To run this sequence of instructions correctly, the CPU needs to insert a NOP between the load instruction and the add instruction if there is a dependency.
Pipeline diagram for our Mem/Ex hazard that requires stalling
A hazard unit in the ID stage is able to do this:
if (decode.rs[1/2]_id == idex.rd_id) and
(decode.alu[1/2]_sel == reg) and
(idex.rd_id != 0) and
(idex.mem_op == [load operation]):
stall
The (decode.alu[1/2]_sel == reg)
condition checks to see that the source register in question is actually being used – since those bits are passed around regardless of the type of instruction, sometimes they may be part of an immediate field and still match rd, and we do not want to stall in that case. We did not need this clause in the forwarding unit, because the alu[1/2] selection multiplexers came after the forwarding multiplexers and took care of routing the correct data for us.
How do we implement the stall? Since the hazard unit is in the ID stage, we need to insert an instruction coming out of the ID stage that does nothing. Hence, we clear the ID/Ex pipeline register when we detect this hazard. We also can’t lose track of the instruction we are stalling, so we disable the IF/ID pipeline register and the PC register, so that they hold on to their values for one more clock cycle.
We also incorporate the flushing logic from step 2 into our hazard unit. Not only does this put all the pipeline stall/flush logic in one place, it allows us to handle a subtle but important interplay between data and control hazards. When a jump or branch happens, we shouldn’t drive the if_enable signal low, even if a data hazard is being detected in the ID stage, because the fetch stage will have the correct logic to fetch the instruction when the branch/jump reaches the mem stage.

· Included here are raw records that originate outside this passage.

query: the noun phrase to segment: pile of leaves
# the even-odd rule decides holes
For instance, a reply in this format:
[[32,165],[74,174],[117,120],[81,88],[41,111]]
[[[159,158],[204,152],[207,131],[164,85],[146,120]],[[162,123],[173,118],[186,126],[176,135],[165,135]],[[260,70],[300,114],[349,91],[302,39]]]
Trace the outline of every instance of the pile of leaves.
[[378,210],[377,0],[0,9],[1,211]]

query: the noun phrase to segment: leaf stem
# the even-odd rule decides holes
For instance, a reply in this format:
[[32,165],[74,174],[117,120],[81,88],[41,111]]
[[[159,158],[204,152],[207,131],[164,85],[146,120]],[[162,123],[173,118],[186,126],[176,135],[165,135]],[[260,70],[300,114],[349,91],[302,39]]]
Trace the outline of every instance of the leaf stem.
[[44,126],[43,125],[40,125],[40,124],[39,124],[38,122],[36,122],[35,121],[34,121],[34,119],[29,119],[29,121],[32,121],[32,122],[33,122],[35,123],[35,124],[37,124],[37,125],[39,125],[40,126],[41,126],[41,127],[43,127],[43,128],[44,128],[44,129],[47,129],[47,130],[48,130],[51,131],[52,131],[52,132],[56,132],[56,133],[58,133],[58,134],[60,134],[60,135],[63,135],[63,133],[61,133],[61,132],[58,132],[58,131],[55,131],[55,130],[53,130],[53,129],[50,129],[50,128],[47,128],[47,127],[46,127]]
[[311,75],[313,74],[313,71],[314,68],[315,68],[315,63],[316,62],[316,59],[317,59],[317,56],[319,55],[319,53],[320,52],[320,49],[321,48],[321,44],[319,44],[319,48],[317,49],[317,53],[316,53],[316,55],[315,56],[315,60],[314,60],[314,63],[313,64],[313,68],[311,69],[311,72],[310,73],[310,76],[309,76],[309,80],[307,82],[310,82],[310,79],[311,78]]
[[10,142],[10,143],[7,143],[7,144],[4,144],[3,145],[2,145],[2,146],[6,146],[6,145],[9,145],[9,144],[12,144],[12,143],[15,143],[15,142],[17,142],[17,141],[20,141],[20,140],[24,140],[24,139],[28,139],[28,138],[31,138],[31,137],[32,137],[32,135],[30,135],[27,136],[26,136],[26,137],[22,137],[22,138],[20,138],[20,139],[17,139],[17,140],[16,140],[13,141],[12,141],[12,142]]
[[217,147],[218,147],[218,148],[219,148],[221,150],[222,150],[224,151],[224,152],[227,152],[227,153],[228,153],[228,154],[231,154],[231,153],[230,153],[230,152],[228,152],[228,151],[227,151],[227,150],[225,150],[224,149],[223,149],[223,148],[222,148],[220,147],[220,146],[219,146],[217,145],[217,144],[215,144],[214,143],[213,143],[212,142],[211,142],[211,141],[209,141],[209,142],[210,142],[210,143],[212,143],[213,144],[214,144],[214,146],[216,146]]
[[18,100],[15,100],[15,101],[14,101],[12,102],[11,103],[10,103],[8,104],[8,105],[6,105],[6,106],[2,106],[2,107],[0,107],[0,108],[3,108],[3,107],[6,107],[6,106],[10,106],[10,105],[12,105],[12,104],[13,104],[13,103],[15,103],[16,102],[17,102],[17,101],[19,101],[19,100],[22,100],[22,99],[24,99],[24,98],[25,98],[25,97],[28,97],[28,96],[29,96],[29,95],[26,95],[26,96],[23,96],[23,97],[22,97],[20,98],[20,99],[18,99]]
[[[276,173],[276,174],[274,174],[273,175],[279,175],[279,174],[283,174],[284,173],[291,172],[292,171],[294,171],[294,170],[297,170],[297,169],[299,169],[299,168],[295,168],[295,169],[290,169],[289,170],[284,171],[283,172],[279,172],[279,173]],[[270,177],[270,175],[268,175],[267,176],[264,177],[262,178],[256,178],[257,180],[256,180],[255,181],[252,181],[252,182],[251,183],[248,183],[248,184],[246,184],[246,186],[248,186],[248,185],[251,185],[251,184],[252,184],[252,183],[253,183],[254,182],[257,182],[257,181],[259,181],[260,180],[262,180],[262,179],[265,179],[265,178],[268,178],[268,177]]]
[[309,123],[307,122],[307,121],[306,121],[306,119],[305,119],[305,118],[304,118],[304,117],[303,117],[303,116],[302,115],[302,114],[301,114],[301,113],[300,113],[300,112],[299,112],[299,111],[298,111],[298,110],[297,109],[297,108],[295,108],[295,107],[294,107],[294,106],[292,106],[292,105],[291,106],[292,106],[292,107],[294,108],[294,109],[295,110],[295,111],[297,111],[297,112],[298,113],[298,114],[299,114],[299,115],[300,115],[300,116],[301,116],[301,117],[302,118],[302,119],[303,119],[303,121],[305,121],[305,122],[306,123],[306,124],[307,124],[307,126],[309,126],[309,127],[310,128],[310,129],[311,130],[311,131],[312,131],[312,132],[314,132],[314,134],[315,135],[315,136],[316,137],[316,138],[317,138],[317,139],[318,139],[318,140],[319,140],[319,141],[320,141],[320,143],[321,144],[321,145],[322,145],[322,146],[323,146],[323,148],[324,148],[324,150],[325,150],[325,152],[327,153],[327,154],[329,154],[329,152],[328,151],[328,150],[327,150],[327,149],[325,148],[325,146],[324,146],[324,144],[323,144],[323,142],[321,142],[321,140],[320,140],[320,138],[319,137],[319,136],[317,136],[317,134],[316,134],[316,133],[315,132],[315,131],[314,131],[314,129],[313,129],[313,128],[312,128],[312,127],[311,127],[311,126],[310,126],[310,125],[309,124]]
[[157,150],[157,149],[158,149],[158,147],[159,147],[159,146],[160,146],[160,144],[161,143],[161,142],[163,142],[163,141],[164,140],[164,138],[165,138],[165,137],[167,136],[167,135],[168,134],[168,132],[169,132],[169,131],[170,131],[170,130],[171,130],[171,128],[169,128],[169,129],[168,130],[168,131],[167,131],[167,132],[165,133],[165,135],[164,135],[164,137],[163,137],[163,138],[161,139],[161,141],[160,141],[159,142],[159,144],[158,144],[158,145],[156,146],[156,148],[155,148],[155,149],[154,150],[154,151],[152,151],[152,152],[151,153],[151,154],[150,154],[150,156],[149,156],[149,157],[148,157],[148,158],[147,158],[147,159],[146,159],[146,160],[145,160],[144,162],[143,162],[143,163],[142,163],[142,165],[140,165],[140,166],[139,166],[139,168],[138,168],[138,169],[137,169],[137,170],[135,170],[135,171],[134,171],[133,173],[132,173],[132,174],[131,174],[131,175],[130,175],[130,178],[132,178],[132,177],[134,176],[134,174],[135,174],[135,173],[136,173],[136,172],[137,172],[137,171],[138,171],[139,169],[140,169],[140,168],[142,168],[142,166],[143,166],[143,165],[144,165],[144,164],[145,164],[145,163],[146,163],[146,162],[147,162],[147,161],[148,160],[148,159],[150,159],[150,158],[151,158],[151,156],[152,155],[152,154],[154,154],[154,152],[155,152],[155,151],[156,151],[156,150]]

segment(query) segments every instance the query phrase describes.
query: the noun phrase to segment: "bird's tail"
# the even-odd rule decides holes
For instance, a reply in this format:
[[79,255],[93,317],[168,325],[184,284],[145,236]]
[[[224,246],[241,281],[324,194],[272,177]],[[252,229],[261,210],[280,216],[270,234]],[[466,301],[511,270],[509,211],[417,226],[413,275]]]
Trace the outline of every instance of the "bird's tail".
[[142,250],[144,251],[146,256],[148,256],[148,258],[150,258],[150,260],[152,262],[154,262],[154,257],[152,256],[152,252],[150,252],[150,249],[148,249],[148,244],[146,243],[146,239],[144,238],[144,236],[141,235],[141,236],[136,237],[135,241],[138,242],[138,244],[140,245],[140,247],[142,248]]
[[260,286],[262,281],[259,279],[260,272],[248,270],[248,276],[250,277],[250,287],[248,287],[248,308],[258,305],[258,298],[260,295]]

The inputs to the hazard unit are on the right, and the outputs (if_enable, which enables the PC register and IF/ID pipeline register; and idex_clear, which clears the ID/EX register) are signals on the left. Normal (non-hazard) operation is when if_enable is high (green) and idex_clear is low (red).
Now our CPU works correctly and performs fairly well! While this is the design discussed in P&H, we didn’t have to split up our computation into five stages – your homework will explore a design with four stages and with six stages.